15. Voorts vragen de leden van de CDA-fractie of het dopinggebruik en/of het toedienen van dopinggeduide middelen niet effectiever en stringenter kan worden aangepakt door het toepassen van privaatrechtelijke regelgeving vanuit de sportbonden, zowel nationaal als internationaal.

Om dopinggebruik in Nederland aan te pakken wordt het Nationaal Dopingreglement toegepast. Dat zijn privaatrechtelijke regels van de sportbonden (verenigd in NOC*NSF). Daarnaast wordt voorlichting ingezet om dopinggebruik te voorkomen. Dit blijft het uitgangspunt, ook na inwerkingtreding van het wetsvoorstel.
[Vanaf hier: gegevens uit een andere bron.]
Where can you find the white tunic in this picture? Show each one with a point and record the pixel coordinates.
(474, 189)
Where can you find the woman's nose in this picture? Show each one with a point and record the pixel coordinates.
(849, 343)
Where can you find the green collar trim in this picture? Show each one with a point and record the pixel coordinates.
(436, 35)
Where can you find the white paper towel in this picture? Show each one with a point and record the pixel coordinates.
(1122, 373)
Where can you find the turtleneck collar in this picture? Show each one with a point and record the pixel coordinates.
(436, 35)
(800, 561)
Een aanpak van doping in de sport waarbij uitsluitend gebruik gemaakt wordt van privaatrechtelijke regelgeving vanuit sportbonden zie ik niet als mogelijkheid, omdat bij dopingcontroles persoonsgegevens verzameld en verwerkt worden. Onder meer de Autoriteit Persoonsgegevens heeft het risico gesignaleerd dat toestemming van de sporter onvoldoende grondslag biedt voor verwerking van deze persoonsgegevens. Zoals ik in het antwoord op vraag 11 heb aangegeven, zijn aan dopingcontroles onlosmakelijk inbreuken verbonden op grondrechten, zoals de bescherming van de lichamelijke integriteit. Ik vind het daarom noodzakelijk dat de Dopingautoriteit een wettelijke taak krijgt, zodat er een grondslag is voor gegevensverwerking bij dopingcontroles en voorzien wordt in de vereiste wettelijke basis voor deze inbreuken. Daarmee is een deels publiekrechtelijke inkadering nodig en is de Wuab een noodzakelijke aanvulling op de private regelgeving waarmee doping is gereguleerd.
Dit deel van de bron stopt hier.